Most families said they would have removed guns from the house if it had been suggested.
“If [the hospital] had recommended it, we would’ve agreed and removed the gun from the house. But I wasn’t worried, though — it wasn’t even a thought,” said one family member.
“I know these are politically valent topics of the time, but as healthcare providers, we ask about their sex life, rashes, all kinds of sensitive things, religion,” he said. “It’s important that we’re able to really do that.”
“I will point out for any healthcare provider that it’s never illegal to ask about gun access. It’s medically relevant to saving your patient’s life,” Nestadt added.
“Pediatricians: remember, this is the second leading cause of death,” he said. “It’s important to screen for all these things that can hurt your kid, but the most likely thing that will result in your child patient dying will be suicide. The number one is accidental death.”
This theme was closely entangled with the third theme that emerged from interviews, which involved risk mitigation strategies.
Calling this “truly a courageous study,” session moderator Howard Liu, MD, MBA, of the University of Nebraska Medical Center in Omaha, praised the research for bringing up such an “important, timely public health discussion.”
“Of course, we’re all facing this challenge of how do we reduce suicide in all ages … and I think this is a really vital discussion and such an important clue about access, and just trying to reduce accessin the moment of impulsivity and a moment of grief.“
Those last few words are important. Young people tend to be impulsive. Children look for a way to end their pain when things go badly or even seem to go badly.
Fear, embarrassment, rejection, and failure, all are magnified in the young mind, and if there is a gun in the house, death might seem like a preference or a solution rather than a danger.

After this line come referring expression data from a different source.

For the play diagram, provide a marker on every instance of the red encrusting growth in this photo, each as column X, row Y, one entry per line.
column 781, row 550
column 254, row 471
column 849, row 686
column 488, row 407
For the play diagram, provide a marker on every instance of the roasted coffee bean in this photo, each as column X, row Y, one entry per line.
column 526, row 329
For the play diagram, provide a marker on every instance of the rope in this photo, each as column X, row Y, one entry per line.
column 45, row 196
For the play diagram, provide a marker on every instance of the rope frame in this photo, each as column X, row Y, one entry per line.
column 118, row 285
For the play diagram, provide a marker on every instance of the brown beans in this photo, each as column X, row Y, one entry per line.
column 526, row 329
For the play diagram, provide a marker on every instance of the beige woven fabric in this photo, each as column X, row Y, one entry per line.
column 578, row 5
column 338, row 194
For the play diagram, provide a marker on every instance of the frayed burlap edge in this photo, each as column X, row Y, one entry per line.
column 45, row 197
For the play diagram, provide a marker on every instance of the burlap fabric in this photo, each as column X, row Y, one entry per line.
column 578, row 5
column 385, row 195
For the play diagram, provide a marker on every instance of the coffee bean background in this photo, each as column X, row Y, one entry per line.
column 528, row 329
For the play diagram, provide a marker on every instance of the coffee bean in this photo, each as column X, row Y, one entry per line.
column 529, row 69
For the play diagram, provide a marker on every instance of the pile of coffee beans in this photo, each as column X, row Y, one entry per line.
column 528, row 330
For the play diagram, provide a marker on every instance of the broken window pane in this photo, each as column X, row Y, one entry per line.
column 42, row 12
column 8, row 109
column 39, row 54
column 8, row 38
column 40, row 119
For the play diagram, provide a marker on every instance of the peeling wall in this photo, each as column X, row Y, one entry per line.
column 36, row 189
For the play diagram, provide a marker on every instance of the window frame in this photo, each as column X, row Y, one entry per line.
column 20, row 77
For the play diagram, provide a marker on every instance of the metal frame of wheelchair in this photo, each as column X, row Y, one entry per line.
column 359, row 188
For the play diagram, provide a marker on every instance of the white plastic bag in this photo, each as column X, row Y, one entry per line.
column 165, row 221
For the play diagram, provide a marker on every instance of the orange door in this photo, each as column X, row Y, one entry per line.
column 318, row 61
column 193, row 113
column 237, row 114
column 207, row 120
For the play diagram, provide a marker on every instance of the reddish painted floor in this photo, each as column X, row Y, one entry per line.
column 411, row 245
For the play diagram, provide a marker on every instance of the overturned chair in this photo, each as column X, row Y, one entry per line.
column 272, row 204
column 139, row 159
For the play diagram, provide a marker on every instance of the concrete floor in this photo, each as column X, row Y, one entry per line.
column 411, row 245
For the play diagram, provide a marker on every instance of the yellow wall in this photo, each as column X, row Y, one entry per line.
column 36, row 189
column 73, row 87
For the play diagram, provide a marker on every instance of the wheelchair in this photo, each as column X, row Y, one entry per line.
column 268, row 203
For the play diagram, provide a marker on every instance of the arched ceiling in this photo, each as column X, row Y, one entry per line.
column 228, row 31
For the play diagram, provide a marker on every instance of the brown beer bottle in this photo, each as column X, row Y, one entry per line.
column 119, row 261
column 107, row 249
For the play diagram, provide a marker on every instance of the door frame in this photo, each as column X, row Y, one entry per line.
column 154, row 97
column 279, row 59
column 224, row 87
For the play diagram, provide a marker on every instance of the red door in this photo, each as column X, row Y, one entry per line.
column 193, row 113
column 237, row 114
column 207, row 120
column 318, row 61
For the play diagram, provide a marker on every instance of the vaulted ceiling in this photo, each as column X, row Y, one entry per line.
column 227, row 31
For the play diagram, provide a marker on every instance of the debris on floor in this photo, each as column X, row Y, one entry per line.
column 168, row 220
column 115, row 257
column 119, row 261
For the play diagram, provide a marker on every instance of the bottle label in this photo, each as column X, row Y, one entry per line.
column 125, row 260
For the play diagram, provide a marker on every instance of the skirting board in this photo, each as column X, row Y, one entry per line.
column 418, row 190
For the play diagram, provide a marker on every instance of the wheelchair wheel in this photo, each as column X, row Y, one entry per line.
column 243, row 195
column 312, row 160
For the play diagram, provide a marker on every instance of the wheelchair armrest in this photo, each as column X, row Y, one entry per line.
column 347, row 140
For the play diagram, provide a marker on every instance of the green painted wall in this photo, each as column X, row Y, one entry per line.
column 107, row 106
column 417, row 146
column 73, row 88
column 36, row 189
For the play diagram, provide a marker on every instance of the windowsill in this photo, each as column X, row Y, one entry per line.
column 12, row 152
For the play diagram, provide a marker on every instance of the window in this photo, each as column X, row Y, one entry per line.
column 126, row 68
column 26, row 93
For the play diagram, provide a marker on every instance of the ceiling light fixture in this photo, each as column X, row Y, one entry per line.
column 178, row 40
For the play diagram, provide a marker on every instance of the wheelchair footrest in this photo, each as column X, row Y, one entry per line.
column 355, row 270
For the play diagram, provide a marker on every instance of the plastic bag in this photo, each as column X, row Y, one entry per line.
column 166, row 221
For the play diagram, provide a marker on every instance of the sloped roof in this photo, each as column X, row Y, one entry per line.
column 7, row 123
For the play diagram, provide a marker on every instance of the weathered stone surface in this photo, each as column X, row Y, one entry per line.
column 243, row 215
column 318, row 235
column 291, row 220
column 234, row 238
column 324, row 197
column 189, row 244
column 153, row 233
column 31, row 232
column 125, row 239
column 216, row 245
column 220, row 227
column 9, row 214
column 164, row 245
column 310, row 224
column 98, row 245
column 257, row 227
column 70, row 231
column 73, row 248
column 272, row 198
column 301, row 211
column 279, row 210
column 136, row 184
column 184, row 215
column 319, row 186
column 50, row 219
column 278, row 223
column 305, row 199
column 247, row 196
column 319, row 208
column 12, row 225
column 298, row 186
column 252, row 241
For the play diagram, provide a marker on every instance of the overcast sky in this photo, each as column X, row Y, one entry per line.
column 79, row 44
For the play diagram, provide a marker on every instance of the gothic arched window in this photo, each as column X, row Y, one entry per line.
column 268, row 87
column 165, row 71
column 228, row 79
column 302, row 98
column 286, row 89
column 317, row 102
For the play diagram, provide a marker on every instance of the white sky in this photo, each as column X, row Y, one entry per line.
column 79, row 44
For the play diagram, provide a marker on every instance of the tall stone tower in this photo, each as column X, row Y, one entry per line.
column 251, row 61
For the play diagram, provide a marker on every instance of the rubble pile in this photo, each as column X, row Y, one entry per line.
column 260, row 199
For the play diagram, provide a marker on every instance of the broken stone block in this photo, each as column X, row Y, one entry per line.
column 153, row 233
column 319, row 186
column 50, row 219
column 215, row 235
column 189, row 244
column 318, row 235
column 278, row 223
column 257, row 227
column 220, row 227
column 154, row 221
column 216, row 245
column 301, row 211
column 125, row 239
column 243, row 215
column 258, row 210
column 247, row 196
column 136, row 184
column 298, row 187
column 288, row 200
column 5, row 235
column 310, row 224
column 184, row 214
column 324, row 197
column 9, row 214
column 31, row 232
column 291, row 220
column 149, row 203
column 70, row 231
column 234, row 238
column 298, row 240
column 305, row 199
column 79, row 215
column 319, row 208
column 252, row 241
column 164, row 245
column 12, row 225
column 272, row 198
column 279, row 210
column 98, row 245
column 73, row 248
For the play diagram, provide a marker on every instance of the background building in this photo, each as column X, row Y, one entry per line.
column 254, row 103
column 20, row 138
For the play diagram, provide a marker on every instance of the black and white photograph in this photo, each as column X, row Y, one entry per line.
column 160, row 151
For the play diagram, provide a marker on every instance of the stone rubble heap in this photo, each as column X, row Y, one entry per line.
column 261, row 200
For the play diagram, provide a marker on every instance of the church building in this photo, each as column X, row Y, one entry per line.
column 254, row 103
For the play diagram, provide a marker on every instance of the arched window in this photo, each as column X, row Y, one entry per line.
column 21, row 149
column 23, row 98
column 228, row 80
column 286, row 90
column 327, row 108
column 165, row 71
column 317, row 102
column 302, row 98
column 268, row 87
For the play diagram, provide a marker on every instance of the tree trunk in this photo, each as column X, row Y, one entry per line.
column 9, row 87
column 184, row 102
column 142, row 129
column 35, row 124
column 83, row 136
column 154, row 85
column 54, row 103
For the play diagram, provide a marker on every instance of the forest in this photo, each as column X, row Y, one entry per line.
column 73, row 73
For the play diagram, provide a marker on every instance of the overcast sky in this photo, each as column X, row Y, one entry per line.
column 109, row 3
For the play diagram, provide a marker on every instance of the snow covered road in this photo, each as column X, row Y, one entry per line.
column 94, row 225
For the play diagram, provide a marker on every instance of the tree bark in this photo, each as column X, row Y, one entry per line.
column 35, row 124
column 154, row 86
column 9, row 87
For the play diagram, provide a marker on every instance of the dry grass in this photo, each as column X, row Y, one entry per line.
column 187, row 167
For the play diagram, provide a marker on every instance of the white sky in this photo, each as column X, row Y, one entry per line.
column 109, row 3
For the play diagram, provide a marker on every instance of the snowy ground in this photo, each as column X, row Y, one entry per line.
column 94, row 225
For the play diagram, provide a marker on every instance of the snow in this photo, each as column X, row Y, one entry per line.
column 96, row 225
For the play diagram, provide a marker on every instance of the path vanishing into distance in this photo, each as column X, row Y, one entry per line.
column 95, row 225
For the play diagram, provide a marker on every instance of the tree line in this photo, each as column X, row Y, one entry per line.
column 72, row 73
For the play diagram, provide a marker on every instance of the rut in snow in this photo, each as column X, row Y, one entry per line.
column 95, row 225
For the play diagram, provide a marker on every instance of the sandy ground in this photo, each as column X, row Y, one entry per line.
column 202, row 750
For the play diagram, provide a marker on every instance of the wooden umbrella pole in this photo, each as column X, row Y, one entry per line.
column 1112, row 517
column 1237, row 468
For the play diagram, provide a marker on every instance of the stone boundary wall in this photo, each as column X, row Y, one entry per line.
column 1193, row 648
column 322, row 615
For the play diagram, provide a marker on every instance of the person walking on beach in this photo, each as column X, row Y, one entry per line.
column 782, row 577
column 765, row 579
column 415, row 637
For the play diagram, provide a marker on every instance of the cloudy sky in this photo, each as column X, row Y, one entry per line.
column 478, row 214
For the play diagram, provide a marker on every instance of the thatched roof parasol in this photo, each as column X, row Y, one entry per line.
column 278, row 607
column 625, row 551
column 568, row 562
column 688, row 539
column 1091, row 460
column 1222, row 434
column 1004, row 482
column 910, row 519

If you gun owners learn that your child has been driving too fast and has received tickets, you might take his car keys away. But kids generally don’t try to commit suicide by driving, and if they do make an attempt, they likely will survive it.
Bullets are much less survivable.
The bottom line is, easy access to guns might make you feel safer, but that safety is an illusion. And yes, laws cannot 100% prevent criminals from accessing guns, just as laws cannot 100% prevent speeding, dealing drugs, or committing burglaries.
But we have laws for a reason. Laws help prevent bad acts and bad outcomes.
When we had laws restricting gun ownership, we had fewer gun deaths. Laws work. We should try them again.
Of course, a gun accident or suicide can’t happen in your house, can it?